Existing servers with Tier 1 SDK usage: Migrate within 4-6 weeks. The official TypeScript and Python SDKs already have release candidate support.

Public servers with external users: Support both specs through Q4 2026. The transition period matters for servers with established user bases.

Community SDK users: Wait for your SDK maintainer to announce support before committing to migration dates.

What This Means for MCP Server Developers

The stateless shift is a net positive for the MCP ecosystem. Infrastructure that was previously hard - load balancing, auto-scaling, serverless deployment - becomes straightforward. The mental model simplifies: a request is self-contained, a response is self-contained, and server instances are interchangeable.

The cost is migration work for existing servers and a breaking change in the protocol. That is a real cost, and the five-week timeline is tight for servers with significant session logic.

But the alternative - maintaining a stateful protocol that fights with modern infrastructure - was not sustainable. The MCP team made the right call. Now we migrate.

FAQ

When does the MCP stateless specification take effect?

The final specification publishes on July 28, 2026. The release candidate has been available since May 21, 2026, giving developers roughly ten weeks to validate and migrate. Most production servers should complete migration by mid-July to allow buffer time.

What happens to my MCP server if I do not migrate?

Servers built against the old 2025-11-25 specification will stop working with clients using updated SDKs. The initialize handshake that old servers expect will not be sent. You need to either migrate to the stateless spec or pin your client SDK versions.

Do I need to rewrite my entire MCP server?

It depends on your session usage. Simple servers that do not maintain session state need minimal changes - remove the initialize handler, add header support, update SDK. Servers with heavy session logic need to externalize state to a store like Redis or PostgreSQL.

How do I handle multi-turn conversations without sessions?

Context travels with each request in the _meta field. Clients are responsible for including conversation context. Servers validate and use it without maintaining state. For complex workflows, use the Tasks extension with externalized task state.

What is the Tasks extension and how does it differ from the old Tasks API?

The Tasks extension graduated from experimental status and was restructured for stateless operation. Instead of subscriptions and server-sent events, it uses a polling model with tasks/get, tasks/update, and tasks/cancel. The requestState field enables stateless resumption across server instances.

Can I support both the old and new specifications?

Yes, during the transition period. Check the SDK version or request format to determine which protocol the client is using, and handle accordingly. This is recommended for public servers with established user bases through Q4 2026.

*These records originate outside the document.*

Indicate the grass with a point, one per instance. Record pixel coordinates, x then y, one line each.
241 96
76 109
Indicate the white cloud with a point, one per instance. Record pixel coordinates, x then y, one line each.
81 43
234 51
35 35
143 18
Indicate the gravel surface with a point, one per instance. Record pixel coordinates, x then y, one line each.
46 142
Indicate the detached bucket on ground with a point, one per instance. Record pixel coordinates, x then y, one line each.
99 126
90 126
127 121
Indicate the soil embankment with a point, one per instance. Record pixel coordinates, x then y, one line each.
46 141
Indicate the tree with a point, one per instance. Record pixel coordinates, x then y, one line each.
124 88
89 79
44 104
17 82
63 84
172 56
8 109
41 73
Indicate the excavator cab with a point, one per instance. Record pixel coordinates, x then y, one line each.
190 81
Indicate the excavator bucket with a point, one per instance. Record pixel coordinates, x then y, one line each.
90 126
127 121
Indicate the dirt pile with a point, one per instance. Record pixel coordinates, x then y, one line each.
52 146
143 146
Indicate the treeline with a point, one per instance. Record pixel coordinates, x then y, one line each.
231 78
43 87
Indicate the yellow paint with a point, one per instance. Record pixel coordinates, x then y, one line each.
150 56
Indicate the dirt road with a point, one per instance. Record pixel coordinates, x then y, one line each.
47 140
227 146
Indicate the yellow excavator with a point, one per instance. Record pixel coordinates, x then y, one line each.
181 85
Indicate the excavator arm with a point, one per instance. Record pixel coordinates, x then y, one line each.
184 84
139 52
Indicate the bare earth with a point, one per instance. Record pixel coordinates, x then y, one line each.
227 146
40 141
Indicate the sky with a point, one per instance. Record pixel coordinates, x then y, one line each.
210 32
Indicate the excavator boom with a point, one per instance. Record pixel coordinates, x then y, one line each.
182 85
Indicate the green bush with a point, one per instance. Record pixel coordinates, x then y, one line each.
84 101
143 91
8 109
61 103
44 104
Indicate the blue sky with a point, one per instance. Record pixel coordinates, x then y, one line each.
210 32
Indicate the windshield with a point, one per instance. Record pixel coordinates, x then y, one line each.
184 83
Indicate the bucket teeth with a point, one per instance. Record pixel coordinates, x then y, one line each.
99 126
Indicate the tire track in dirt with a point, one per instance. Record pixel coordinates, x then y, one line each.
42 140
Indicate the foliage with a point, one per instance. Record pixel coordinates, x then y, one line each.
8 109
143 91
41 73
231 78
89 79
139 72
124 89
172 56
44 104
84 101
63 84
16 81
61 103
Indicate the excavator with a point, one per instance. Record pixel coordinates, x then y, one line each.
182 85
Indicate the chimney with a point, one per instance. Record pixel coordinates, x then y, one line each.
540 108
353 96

How do the new caching fields work?

Responses can include ttlMs (time-to-live in milliseconds) and cacheScope to inform caching strategies. A tools/list response with ttlMs: 3600000 tells clients the tool list is stable for an hour. This reduces unnecessary round-trips and improves performance.

What are MCP Apps?

MCP Apps is one of two official extensions shipping with this release. It enables sandboxed server-rendered HTML interfaces - MCP servers can provide UI components that clients render safely. This opens possibilities for richer tool interactions beyond text-only responses.